“Turkey is preventing the delivery of eight Russian military helicopters to Iraq, because Turkey does not allow the Russian helicopters to fly over its territory,” the Russian-language website of Sputnik news agency quoted Ammar Tomeh as saying on Friday.
He noted that an Iraqi military delegation during a visit to Moscow last month presented a report to the Russian Government about this problem.
Tomeh said that the eight helicopters are to be delivered by Russia to the Iraqi army as part of the military agreements signed by the Russian and Iraqi governments.
In relevant remarks in late November, a senior Iraqi lawmaker said that the Turkish government has created problems in the way of Russia’s arms aid to Iraq.
“Turkey’s troubling the dispatch of Russian weapons to Iraq has strained the Baghdad-Ankara relations,” Khaled al-Assadi told FNA.
Al-Assadi said that the Iraqi government should make use of Iran’s military hardware as alternate to Russia’s.
The senior Iraqi lawmaker said that Tehran should do marketing for its weapons in Iraq and other regional countries.
The Iraqi Parliament’s Security and Defense Committee has accused Turkey of preventing the Russian helicopters from carrying weapons to Iraq.
The Iraqi parliament has, instead, called for handing over the Russian military choppers to Iran and from there to Iraq.

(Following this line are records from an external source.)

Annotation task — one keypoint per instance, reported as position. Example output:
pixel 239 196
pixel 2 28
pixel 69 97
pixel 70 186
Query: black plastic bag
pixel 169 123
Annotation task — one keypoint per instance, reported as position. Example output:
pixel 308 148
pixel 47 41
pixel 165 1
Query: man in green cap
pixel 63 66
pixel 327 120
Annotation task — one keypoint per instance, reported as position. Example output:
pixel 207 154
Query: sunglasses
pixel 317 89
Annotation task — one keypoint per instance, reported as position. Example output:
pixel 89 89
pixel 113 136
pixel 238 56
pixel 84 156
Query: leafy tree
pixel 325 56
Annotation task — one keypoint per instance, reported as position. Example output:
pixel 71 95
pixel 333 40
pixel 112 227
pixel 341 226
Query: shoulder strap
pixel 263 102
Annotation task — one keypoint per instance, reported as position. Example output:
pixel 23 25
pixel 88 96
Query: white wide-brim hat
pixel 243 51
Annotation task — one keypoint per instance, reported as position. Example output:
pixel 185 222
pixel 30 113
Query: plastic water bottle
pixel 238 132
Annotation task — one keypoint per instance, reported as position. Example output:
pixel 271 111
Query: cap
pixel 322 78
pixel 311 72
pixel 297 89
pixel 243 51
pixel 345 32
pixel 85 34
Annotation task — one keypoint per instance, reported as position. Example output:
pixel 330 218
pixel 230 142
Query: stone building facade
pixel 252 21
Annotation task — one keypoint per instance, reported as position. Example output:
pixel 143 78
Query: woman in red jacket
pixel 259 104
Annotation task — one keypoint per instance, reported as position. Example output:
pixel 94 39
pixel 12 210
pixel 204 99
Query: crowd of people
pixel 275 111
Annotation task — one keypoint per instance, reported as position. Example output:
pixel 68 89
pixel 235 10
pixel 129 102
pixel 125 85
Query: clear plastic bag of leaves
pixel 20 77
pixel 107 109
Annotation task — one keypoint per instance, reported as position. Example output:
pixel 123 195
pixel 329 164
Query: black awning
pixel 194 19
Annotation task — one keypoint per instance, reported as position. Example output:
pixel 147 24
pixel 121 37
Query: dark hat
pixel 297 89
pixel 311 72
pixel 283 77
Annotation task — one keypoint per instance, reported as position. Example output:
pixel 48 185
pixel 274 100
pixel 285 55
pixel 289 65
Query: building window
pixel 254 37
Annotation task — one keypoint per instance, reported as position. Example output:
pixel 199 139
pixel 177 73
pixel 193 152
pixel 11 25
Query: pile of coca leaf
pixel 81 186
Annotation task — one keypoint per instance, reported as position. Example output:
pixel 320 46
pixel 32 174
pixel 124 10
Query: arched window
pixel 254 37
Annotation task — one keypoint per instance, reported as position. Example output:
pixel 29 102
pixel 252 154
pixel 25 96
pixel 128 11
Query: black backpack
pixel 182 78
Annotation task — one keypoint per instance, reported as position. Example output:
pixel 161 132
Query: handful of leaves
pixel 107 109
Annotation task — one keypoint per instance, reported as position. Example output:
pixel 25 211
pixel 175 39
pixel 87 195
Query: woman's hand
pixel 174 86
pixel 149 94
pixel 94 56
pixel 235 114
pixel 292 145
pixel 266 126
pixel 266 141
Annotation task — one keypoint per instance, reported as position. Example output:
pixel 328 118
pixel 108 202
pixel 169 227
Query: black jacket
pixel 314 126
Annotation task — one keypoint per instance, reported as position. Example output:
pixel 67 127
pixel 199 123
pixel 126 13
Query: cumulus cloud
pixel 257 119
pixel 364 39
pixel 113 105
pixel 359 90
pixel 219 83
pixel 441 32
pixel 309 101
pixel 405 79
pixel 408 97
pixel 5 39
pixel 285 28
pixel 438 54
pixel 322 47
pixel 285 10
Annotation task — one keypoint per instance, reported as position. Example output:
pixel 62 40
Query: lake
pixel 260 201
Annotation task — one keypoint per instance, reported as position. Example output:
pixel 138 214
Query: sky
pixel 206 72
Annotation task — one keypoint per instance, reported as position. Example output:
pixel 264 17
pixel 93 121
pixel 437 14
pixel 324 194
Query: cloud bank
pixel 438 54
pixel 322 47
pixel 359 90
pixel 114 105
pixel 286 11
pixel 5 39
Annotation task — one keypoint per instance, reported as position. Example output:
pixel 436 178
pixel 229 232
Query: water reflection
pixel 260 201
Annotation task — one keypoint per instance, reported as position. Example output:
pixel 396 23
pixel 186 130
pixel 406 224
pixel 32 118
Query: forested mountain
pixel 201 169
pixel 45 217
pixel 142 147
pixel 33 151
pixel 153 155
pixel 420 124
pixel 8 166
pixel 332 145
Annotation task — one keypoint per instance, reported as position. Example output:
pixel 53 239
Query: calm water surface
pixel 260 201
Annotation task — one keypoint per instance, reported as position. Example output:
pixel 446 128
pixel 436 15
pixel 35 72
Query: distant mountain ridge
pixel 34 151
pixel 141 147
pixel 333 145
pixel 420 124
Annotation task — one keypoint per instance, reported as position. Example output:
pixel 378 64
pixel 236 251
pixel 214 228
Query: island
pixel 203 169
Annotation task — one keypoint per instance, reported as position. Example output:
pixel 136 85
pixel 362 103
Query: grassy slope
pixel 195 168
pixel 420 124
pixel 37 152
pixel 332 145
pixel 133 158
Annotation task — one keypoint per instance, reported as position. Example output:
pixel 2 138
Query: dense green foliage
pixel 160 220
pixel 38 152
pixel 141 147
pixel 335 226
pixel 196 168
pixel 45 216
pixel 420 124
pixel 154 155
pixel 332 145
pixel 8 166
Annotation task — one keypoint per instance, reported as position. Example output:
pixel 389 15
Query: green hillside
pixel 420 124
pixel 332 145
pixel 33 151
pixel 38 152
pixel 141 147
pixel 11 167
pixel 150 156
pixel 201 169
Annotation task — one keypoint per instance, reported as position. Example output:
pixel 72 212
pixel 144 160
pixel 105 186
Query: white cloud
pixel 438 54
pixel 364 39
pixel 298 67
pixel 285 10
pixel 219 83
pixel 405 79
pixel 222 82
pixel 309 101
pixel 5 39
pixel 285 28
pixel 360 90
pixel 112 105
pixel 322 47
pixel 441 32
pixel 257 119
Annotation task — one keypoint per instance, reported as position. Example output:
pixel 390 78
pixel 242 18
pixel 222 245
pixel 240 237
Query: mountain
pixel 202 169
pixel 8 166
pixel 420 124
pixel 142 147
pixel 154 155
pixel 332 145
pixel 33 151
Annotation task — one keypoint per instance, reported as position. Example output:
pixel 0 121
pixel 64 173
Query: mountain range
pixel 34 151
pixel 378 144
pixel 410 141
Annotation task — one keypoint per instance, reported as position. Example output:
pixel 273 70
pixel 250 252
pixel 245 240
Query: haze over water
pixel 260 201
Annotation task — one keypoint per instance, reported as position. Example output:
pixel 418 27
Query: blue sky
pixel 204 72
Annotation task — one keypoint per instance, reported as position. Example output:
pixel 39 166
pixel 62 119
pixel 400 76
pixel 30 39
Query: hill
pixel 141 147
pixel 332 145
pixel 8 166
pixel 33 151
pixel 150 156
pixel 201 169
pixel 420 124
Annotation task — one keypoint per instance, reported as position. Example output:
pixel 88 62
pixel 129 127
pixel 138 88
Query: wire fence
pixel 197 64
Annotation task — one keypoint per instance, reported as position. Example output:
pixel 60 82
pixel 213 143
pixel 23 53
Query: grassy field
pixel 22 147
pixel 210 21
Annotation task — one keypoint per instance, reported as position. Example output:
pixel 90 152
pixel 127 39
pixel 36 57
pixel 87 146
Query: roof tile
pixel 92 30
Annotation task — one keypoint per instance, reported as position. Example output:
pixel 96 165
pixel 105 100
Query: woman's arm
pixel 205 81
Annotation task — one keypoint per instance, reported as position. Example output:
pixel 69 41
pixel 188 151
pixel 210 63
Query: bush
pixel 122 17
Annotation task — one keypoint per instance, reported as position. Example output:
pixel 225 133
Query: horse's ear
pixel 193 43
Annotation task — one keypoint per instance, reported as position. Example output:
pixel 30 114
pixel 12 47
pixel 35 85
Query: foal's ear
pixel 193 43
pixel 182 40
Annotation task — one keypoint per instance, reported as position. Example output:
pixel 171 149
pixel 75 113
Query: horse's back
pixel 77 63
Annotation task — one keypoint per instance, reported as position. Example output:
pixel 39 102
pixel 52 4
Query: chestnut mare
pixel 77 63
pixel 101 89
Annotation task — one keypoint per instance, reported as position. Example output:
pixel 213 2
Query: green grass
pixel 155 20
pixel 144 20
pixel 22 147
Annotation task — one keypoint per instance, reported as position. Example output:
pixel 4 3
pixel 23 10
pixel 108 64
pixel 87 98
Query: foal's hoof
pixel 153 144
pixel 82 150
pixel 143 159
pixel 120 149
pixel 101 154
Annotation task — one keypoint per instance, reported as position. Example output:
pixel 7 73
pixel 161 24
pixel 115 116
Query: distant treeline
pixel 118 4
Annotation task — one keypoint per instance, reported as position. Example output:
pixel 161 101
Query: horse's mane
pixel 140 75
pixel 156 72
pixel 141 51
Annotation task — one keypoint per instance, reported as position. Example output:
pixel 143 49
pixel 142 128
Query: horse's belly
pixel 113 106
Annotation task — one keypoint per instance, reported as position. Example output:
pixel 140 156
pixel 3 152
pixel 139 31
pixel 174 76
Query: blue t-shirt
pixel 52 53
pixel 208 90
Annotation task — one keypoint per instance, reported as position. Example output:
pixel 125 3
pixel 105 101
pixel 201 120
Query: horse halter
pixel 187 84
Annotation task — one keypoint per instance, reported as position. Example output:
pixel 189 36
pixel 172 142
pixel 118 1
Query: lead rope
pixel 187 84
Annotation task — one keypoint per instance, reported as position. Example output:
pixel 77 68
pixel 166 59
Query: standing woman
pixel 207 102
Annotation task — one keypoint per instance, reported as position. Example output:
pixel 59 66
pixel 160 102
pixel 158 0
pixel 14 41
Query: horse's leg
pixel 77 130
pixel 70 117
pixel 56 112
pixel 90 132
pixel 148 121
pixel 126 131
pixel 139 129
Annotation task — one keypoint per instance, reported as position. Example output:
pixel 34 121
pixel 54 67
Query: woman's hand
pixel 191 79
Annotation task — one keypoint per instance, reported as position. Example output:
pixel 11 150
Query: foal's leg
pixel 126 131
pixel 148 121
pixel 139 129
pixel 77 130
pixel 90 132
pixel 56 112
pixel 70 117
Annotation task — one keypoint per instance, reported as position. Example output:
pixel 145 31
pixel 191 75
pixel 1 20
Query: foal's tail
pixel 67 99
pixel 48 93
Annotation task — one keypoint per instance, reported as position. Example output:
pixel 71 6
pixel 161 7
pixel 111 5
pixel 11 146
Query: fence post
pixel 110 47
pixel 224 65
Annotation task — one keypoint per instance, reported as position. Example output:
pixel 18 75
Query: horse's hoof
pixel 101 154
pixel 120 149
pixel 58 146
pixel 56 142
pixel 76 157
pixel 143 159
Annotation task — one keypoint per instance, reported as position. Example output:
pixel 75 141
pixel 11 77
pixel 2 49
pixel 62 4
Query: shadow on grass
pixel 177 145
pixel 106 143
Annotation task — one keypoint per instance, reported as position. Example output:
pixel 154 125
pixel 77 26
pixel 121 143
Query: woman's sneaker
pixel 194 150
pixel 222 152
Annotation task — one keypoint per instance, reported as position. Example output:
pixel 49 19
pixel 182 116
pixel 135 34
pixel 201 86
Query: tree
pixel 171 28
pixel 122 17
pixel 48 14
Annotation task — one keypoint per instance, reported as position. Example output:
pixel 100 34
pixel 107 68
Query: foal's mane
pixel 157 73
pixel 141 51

In early October, Chairman of the Iraqi parliament’s defense committee said Baghdad wants Moscow to have a bigger role in the anti-terrorist campaign in Iraq than the US and may soon officially request to start airstrikes on its soil.
“We might be forced to ask Russia to launch airstrikes in Iraq soon. I think in the upcoming few days or weeks Iraq will be forced to ask Russia to launch airstrikes and that depends on their success in Syria,” Hakim al-Zamili said.
“We are seeking to see Russia having a bigger role in Iraq… Yes, definitely a bigger role than the Americans,” Zamili said.
The Iraqi official added that the decision would depend on how efficient the Russian campaign in Syria will prove to be.
On September 30, Russia started carrying out airstrikes in Syria against the positions of the ISIL, a terrorist group originating in Iraq, which also grew a power base in neighboring Syria and launched a surprise offensive in Iraq, taking control of large parts of both countries.
Iraq is supporting the campaign by sharing intelligence with Russia through a communication center in Baghdad.
According to Zamili, the center’s role may be expanded to coordinate Russia’s future airstrikes in Iraq.
Iraqi Prime Minister Haider al-Abadi told France 24 in early October that his government would welcome Russian warplanes in Iraq.